After Rage, Harmony

  • Rage Against The Machine's most recognizable part — dreadlocked singer Zack de la Rocha — was also its most annoying. Instead of making like a good front man and lifting the band with his kinetic presence, de la Rocha screeched radical political slogans over the group's underappreciated guitarist and thunder-clap rhythm section. His four albums with Rage proved one thing: it is hard to find a rhyme for Zapatista. When de la Rocha quit the band in 2000, guitarist Tom Morello used the opportunity to marry up. He called former Soundgarden singer Chris Cornell — one of the signature voices of grunge — and pitched him on joining Rage's remains. Cornell accepted. They renamed the group Audioslave, and that's the way they became rock's Brady Bunch.

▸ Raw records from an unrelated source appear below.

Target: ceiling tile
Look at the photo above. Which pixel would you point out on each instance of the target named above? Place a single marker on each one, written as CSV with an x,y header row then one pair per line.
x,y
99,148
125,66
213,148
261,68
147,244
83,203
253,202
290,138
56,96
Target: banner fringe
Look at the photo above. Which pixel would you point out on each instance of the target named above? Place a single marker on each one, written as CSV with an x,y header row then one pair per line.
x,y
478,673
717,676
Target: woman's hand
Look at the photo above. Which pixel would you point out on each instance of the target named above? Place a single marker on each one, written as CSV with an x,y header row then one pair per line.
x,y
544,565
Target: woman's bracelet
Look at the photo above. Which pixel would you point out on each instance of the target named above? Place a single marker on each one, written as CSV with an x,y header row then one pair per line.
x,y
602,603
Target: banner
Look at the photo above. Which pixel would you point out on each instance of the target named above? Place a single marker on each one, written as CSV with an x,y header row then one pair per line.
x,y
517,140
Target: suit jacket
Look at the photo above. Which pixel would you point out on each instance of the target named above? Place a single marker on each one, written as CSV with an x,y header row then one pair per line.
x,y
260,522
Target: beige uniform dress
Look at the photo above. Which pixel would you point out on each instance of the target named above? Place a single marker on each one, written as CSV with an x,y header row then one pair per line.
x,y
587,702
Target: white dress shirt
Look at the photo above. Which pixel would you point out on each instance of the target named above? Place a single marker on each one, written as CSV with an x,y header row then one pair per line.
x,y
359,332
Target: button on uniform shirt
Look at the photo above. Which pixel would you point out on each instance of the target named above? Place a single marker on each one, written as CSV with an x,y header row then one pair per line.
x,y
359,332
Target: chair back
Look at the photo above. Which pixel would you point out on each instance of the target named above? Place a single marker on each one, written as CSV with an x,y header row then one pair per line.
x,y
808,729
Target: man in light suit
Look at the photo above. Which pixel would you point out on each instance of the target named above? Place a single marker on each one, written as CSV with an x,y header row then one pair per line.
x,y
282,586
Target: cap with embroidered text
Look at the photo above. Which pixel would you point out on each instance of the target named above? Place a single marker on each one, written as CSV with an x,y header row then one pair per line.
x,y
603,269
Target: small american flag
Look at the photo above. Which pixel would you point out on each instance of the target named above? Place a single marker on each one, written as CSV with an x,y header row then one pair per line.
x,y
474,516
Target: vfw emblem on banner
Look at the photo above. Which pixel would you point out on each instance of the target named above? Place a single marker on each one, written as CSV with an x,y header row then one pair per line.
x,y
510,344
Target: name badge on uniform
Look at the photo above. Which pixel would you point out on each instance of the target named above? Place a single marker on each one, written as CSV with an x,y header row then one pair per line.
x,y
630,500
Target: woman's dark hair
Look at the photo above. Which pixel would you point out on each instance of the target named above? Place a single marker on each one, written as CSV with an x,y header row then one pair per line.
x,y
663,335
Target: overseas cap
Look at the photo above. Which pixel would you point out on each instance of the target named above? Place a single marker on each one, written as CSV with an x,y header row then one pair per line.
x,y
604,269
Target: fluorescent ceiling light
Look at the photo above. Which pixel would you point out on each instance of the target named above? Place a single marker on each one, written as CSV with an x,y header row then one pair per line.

    Audioslave's self-titled debut (out Nov. 19) is a full-on rocker that mixes Rage's heavy-metal funk with Cornell's Zeppelin wail and tortured lyrics. It tests the bass on your stereo — and it's catchy too. But the main draw is two distinct platinum parts coming together in mid-career. Cornell, who had a solo act going when he fielded Morello's call, did not want to join a political band. "Before we played music together we had the politics conversation," says Cornell. "I said I would take no specific focus lyrically before I started writing and that the odds were when I was done, none of it was going to be politically motivated." Morello, a self-described "fighter for social justice" who packs a political-science degree from Harvard, accepted. "I've found other outlets for fighting the power," he says.

    In early rehearsals, the Rage musicians — Morello, bassist Tim Commerford and drummer Brad Wilk — laid down what Cornell calls "riff-based, very heavy, no-brainer 'we can all do this' stuff." Then as a test, Cornell added a melodic four-chord bridge to the song Light My Way. "When nobody freaked out, I knew we were a band." Knowing you're a band and convincing listeners are two different things. It's odd hearing Cornell, one of the few rock singers who can belt it out high and clear, fight through Morello's machine-gun fuzz on Cochise. And when Cornell goes mellow on Hypnotize, you just presume Morello would rather be fret dancing. But after a few spins, the vestigial sounds of Audioslave's previous selves melt away, and what's left is a big, funky record full of wounded-love songs.

    When Audioslave hits the road next year, the group will not play Rage or Soundgarden songs. "We're not a country-fair revue," says Morello, chuckling. "We're a new band, a new thing. And by God, we will rawwwwk!"